And the new vesion is on the way:
https://github.com/stesser/portmaster/tree/lua


----------



## Mjölnir (Jun 26, 2020)

I'm a little bit disappointed to see experienced sysadmins promoting a build tools that is proven to be _broken by design_.  Please do the less experienced users a favour and instead advise them to use ports-mgmt/poudriere or ports-mgmt/synth, and build on the main machine (not in a jail) only for ports which have very limited set of dependencies or none at all (there are some scripts in the ports).


----------



## fernandel (Jun 26, 2020)

mjollnir said:


> I'm a little bit disappointed to see experienced sysadmins promoting a build tools that is proven to be _broken by design_.  Please do the less experienced users a favour and instead advise them to use ports-mgmt/poudriere or ports-mgmt/synth, and build on the main machine (not in a jail) only for ports which have very limited set of dependencies or none at all (there are some scripts in the ports).
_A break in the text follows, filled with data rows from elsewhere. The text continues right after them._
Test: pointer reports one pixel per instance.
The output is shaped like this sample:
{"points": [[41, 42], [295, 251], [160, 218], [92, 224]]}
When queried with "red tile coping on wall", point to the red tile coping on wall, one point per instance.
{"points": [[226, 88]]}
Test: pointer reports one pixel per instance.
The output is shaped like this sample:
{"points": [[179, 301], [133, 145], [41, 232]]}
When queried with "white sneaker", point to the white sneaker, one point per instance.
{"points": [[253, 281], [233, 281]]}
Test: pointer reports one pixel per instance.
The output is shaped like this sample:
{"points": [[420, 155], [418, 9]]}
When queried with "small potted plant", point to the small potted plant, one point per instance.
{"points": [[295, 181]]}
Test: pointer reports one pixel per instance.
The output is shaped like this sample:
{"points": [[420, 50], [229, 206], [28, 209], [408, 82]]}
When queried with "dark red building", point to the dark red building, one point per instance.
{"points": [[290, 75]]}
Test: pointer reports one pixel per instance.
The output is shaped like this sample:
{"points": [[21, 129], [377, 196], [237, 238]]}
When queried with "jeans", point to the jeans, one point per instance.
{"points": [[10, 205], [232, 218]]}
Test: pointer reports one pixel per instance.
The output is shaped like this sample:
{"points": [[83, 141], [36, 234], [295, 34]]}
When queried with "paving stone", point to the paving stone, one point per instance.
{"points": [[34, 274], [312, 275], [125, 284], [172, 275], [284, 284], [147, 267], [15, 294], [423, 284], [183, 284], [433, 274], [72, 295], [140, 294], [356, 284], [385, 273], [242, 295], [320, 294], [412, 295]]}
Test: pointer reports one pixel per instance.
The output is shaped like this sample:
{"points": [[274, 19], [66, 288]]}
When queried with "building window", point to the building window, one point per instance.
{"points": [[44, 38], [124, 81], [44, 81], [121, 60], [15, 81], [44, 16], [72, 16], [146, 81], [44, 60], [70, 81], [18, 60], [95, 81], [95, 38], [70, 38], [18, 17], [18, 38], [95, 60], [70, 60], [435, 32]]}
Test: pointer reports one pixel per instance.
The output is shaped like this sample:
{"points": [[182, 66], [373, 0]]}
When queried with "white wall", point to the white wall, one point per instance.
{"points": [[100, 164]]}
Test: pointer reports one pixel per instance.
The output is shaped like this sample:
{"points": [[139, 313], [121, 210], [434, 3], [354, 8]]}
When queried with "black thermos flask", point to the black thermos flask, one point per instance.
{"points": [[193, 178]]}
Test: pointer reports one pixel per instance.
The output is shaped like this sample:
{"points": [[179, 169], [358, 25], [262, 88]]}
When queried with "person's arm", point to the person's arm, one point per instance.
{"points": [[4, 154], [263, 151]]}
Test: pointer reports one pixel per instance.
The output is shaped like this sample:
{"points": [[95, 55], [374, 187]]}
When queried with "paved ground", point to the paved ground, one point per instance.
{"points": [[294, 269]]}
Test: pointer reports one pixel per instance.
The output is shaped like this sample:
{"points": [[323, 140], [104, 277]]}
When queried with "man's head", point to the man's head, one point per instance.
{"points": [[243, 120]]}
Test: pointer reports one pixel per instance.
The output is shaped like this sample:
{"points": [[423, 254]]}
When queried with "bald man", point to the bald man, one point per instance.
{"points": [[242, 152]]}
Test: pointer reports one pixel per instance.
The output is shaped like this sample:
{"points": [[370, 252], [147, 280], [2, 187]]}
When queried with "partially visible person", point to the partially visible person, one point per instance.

Maybe is broken by design, I do not know but I know that I ddidn't have many problems  from FreeBSD 6.?. I had to use Synth for short time but it is so painful to build so many ports and I do not have a server and I belive that are many users which use FreeBSD as a desktop machine as I use. And the lua version looks much better.


----------



## Oclair (Oct 25, 2020)

mjollnir said:


> I'm a little bit disappointed to see experienced sysadmins promoting a build tools that is proven to be _broken by design_.



It got us this far. 
no thanks to prefect by miopic opinion
keep the diversity
thank you for your contributions
my opinions are my own


----------